Olympiacos
- Full name: Olympiacos Football Club
- Nicknames: Thrylos (Legend) Erythrolefkes (Red-Whites)
- Founded: 2011 (refounded in 2025)
- Chairman: Michalis Kountouris
- Manager: Anastasios Fleggas
- League: Women's Beta Ethniki
- 2025-26: Women's Gamma Ethniki 4th Group, 1st (Promoted)
| Home colours | Away colours | Third colours |

= Olympiacos F.C. Women =

Olympiacos Football Club is a Greek semi-professional women's football club, which currently competes in the Women's Beta Ethniki.
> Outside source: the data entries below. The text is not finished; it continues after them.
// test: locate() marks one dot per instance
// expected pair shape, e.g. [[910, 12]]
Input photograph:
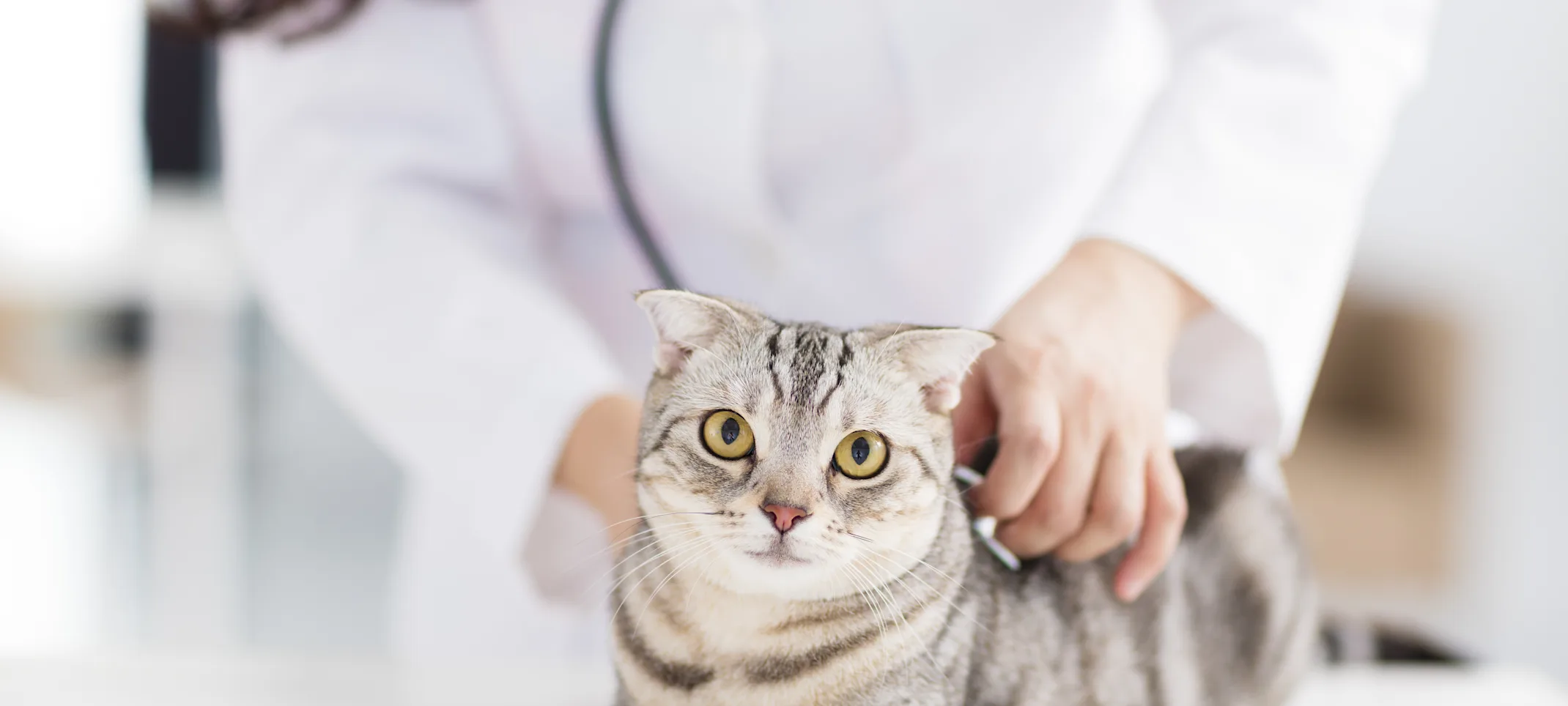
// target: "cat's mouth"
[[777, 554]]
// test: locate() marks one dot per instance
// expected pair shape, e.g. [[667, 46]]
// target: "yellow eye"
[[861, 456], [726, 435]]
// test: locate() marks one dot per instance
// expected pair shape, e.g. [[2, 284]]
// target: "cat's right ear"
[[687, 322]]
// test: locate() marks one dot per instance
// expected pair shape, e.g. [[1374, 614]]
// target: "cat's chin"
[[780, 573]]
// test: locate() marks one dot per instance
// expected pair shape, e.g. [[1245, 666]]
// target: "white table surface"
[[272, 681]]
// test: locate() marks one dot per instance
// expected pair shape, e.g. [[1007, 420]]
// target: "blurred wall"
[[1471, 215]]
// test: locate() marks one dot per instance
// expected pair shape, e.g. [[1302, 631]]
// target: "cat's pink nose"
[[785, 516]]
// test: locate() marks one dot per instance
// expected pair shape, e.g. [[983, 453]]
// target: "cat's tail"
[[1358, 641]]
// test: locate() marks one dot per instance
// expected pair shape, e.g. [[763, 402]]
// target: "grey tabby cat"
[[805, 543]]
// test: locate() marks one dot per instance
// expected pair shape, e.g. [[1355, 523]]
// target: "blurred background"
[[171, 479]]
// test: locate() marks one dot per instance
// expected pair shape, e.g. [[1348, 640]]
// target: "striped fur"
[[880, 597]]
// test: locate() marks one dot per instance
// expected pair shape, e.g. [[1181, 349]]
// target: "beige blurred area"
[[174, 479]]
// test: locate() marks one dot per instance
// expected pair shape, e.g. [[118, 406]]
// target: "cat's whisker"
[[671, 575], [950, 601], [676, 554], [909, 630], [646, 532]]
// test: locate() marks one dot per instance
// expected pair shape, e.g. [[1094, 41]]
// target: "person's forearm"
[[598, 461]]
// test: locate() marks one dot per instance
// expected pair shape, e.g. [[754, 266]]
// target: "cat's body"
[[891, 600]]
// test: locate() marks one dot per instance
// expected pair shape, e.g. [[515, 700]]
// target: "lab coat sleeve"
[[372, 184], [1247, 179]]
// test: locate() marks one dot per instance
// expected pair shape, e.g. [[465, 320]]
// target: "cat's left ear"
[[689, 322], [938, 358]]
It is part of the major multi-sports club Olympiacos SFP.

== History ==
The women's football department was founded in 2011 under Evangelos Marinakis, although up until 2016, they did not participate in any formal competition. In the 2016–17 season, the football team of the academy in Karditsa announced its participation in the Women's Gamma Ethniki.

=== Refounding ===
The women's department was refounded in 2025. In the 2025–26 season, they participated in the Gamma Ethniki. Their first training session took place shortly after that. Their first game was a 10–0 victory over Ethnikos Kalamatas. Olympiacos later won the championship of the 4th group of the Women's Gamma Ethniki, their first ever title.

==Players==
===Current squad===

| No. | Pos. | Nation | Player |
|---|---|---|---|
| 1 | GK | GRE | Marisofi Mougiou |
| 4 | DF | GRE | Konstantina Mylona (captain) |
| 5 | MF | GRE | Sofia Pelekouda |
| 6 | MF | GRE | Maria Ioannidi |
| 7 | DF | GRE | Konstantina Xylouri |
| 8 | MF | GRE | Faidra Logou |
| 10 | FW | GRE | Nagia Veniamin |
| 11 | FW | GRE | Katerina Tzani |

| No. | Pos. | Nation | Player |
|---|---|---|---|
| 12 | FW | GRE | Elpida Katsanou |
| 13 | DF | GRE | Xanthi Misirli |
| 14 | FW | GRE | Vasiliki Trygouti |
| 16 | MF | GRE | Myrto Kolempa |
| 17 | MF | GRE | Athina Feggouli |
| 19 | FW | GRE | Konstantina Giannou |
| 23 | DF | GRE | Maria Matzana |
| 25 | FW | SWE | Astrid Larsson |
| 29 | FW | KEN | Nancy Atako |
| — | DF | GRE | Maria Georgoula |
| — | GK | GRE | Anna-Maria Panagiotopoulou |

==Personnel==
===Current staff===

| Position | Name |
|---|---|
| Head coach | GRE Anastasios Fleggas |
| Goalkeeper coach | GRE Konstantinos Dafkos |
| Fitness coach | GRE Nancy Kriempardi |

== Honours ==

- Women's Gamma Ethniki (Tier III): Winners (1): 2025-26 (Group 4).